The FTC and Keeping Privacy Promises

By Tish Eggleston Pahl and Jonathan M. Weinrieb

In 2012, identity theft was the number one complaint reported to the Consumer Sentinel Network.  Protection of private consumer information continues to be a high priority for law enforcement and any business dealing with consumer information – that is, everyone – needs to keep abreast of what the Federal Trade Commission (FTC) is up to.  The FTC has frequently pursued companies that failed to adhere to their own security and privacy policies as a violation of Section 5 of the FTC Act.

Making good on that commitment, last week the FTC filed an administrative complaint against Atlanta-based LabMD alleging that the medical testing laboratory failed to protect the personal data and medical information of some 10,000 consumers.  According to the FTC press release, information about LabMD patients, including names, Social Security numbers, dates of birth, insurance providers, and treatment codes, was found on a peer-to-peer (P2P) file-sharing network and provided to the agency.  Sensitive personal information of some 500 LabMD patients was also found in the hands of identity thieves.

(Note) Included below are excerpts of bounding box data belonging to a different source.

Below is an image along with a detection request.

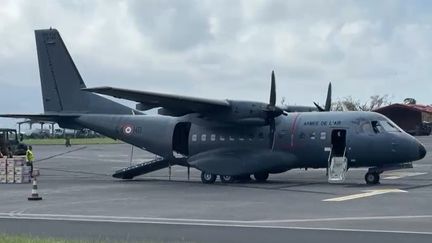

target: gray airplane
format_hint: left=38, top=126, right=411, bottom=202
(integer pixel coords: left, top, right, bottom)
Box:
left=1, top=29, right=426, bottom=184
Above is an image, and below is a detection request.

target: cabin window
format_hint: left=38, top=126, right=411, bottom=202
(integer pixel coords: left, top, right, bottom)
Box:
left=320, top=132, right=327, bottom=140
left=310, top=132, right=316, bottom=140
left=299, top=132, right=306, bottom=139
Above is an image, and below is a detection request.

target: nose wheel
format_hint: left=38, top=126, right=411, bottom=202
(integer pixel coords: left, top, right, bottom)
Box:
left=220, top=175, right=234, bottom=183
left=201, top=171, right=216, bottom=184
left=365, top=172, right=380, bottom=185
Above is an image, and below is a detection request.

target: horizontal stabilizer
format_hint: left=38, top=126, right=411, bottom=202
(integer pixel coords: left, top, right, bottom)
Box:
left=82, top=87, right=230, bottom=114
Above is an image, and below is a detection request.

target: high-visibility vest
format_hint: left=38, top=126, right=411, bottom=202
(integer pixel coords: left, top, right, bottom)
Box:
left=26, top=149, right=34, bottom=163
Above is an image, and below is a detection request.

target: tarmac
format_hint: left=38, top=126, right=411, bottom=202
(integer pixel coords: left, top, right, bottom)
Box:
left=0, top=136, right=432, bottom=243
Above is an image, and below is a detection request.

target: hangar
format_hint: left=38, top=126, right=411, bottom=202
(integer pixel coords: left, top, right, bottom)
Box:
left=374, top=104, right=432, bottom=135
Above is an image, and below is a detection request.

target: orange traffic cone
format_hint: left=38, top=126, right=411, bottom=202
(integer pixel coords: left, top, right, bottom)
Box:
left=27, top=178, right=42, bottom=201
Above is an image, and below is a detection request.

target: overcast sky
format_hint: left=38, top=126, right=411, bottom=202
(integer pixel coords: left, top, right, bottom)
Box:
left=0, top=0, right=432, bottom=126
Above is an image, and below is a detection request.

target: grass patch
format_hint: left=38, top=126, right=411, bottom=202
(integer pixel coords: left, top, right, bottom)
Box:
left=23, top=138, right=123, bottom=145
left=0, top=233, right=170, bottom=243
left=0, top=234, right=91, bottom=243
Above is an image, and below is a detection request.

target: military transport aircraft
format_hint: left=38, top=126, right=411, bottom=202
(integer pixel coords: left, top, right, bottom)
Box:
left=0, top=29, right=426, bottom=184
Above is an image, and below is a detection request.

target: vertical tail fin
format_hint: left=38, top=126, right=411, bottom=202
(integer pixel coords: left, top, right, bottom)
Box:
left=35, top=29, right=137, bottom=114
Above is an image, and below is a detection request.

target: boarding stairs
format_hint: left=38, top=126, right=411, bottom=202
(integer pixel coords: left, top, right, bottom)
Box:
left=327, top=148, right=348, bottom=183
left=113, top=157, right=184, bottom=179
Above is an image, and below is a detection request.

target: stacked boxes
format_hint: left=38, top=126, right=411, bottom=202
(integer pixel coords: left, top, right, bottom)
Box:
left=0, top=158, right=7, bottom=183
left=0, top=156, right=31, bottom=183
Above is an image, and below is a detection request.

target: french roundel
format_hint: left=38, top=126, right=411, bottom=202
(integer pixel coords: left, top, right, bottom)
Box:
left=123, top=125, right=133, bottom=135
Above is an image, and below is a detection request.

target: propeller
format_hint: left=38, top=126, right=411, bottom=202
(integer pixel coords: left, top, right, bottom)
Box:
left=314, top=82, right=331, bottom=112
left=266, top=70, right=286, bottom=148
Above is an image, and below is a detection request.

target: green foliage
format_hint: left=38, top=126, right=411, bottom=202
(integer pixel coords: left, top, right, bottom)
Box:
left=332, top=95, right=391, bottom=111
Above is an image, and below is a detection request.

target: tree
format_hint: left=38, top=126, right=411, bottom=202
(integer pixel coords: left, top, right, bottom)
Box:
left=332, top=94, right=391, bottom=111
left=404, top=98, right=417, bottom=105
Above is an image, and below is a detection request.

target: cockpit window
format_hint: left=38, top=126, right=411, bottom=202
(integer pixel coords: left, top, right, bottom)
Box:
left=380, top=121, right=400, bottom=132
left=371, top=120, right=401, bottom=133
left=371, top=121, right=384, bottom=133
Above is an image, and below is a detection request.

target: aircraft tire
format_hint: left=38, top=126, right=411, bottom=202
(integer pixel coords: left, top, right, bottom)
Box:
left=254, top=172, right=269, bottom=182
left=219, top=175, right=234, bottom=183
left=365, top=172, right=380, bottom=185
left=201, top=171, right=216, bottom=184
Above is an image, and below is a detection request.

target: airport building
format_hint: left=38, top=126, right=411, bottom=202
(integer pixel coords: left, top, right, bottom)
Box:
left=375, top=104, right=432, bottom=135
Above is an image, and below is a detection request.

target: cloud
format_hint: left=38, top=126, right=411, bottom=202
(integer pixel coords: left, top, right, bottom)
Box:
left=0, top=0, right=432, bottom=127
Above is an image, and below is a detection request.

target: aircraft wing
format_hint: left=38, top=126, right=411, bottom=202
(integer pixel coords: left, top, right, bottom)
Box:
left=82, top=87, right=230, bottom=114
left=0, top=114, right=79, bottom=121
left=188, top=148, right=298, bottom=176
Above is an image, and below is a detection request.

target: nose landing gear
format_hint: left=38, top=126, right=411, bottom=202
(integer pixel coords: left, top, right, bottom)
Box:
left=365, top=172, right=380, bottom=185
left=201, top=171, right=216, bottom=184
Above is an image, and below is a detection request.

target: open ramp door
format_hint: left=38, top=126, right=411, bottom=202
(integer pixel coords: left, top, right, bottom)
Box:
left=327, top=129, right=348, bottom=183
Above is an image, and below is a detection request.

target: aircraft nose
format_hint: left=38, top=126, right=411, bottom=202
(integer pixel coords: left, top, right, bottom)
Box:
left=418, top=143, right=426, bottom=159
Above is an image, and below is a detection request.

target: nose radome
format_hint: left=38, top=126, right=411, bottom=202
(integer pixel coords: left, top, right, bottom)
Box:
left=419, top=143, right=426, bottom=159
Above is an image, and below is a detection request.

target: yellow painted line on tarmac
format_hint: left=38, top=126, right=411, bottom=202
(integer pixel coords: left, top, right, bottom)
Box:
left=323, top=189, right=407, bottom=202
left=383, top=172, right=427, bottom=180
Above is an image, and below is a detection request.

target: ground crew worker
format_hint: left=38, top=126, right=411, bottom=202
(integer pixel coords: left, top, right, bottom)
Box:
left=65, top=137, right=72, bottom=147
left=26, top=146, right=34, bottom=177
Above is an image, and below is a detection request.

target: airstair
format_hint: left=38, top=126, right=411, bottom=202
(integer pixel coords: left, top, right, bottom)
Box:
left=113, top=157, right=177, bottom=179
left=327, top=149, right=348, bottom=183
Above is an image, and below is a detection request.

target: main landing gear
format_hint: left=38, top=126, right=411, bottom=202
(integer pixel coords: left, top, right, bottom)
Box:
left=365, top=163, right=413, bottom=185
left=201, top=171, right=269, bottom=184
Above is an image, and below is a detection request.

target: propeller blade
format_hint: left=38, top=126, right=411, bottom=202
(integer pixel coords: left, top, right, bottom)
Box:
left=325, top=82, right=331, bottom=111
left=269, top=118, right=276, bottom=149
left=270, top=70, right=276, bottom=106
left=314, top=102, right=325, bottom=112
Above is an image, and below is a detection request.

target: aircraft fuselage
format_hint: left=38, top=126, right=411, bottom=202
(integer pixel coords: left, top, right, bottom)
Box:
left=76, top=112, right=424, bottom=175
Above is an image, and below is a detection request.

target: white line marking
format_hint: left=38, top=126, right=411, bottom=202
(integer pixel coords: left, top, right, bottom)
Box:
left=0, top=214, right=432, bottom=224
left=383, top=172, right=427, bottom=180
left=323, top=189, right=407, bottom=202
left=0, top=213, right=432, bottom=235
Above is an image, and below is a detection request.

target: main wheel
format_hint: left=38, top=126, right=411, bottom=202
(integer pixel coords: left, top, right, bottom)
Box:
left=254, top=172, right=268, bottom=182
left=220, top=175, right=234, bottom=183
left=201, top=171, right=216, bottom=184
left=365, top=172, right=379, bottom=185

The FTC alleges that LabMD violated the FTC Act by failing to take reasonable and appropriate measures to prevent these purported unauthorized disclosures of sensitive consumer data.  It might be assumed that the U.S. Dept. of Health and Human Services (HHS) Office for Civil Rights (OCR) would be the one bringing cases for alleged medical privacy breaches – and they do.  OCR enforces, among other things, the Health Insurance Portability and Accountability Act (HIPAA) Privacy Rule (as amended by the Health Information Technology for Economic and Clinical Health (HITECH) Act).  The FTC, however, has long pursued companies who disclose consumers’ sensitive information in violation of the FTC Act and the FTC and OCR have brought cases jointly.

For instance, in February 2009, CVS Caremark settled with the FTC for violations of the company’s own privacy policy, in violation of the FTC Act, and with OCR for violations of HIPAA.  The investigations and settlements followed disclosures in the media that CVS pharmacies were throwing into unsecured trash bins pill bottles and order information that included, among other things, patient names, addresses, medications, social security numbers, and other confidential information.  There was a similar cooperative case the FTC and OCR settled with Rite Aid in July 2010.

There does not appear to be any explanation for why OCR is not participating in the FTC’s pursuit of LabMD.  Perhaps it is busy drafting much-needed guidance clarifying the refill reminder exception to patient authorization under HIPAA/HITECH.

LabMD is vigorously disputing the FTC’s version of events.  The company accuses the FTC of going on a fishing expedition, appearing to assert that another entity, Tiversa, stole LabMD’s data and then tried to force the company into a service agreement.  The FTC claims, conversely, that LabMD is refusing to cooperate with the investigation.

In the meantime, the FTC offers a business guide on P2P file sharing.  The agency is also sponsoring a workshop on November 19 on The Internet of Things to start up a dialogue about the growing connectivity of consumer devices, such as cars, appliances, and medical devices.  Given that consumers are now doing things like turning their house lights on and monitoring their blood pressure from their mobile phones, assuring security of medical and other private information is a natural outgrowth of the FTC’s interest in the issue.

Companies collecting consumer and patient information should take note and continue to keep abreast of the FTC’s (and HHS’s) activities.  As a former FTC Chairman stated in January 2013, in announcing a settlement with a leading cord blood bank, “[t]he FTC can and will take action to make sure that companies live up to the privacy promises they make to consumers, particularly when it comes to highly sensitive information like the health information.”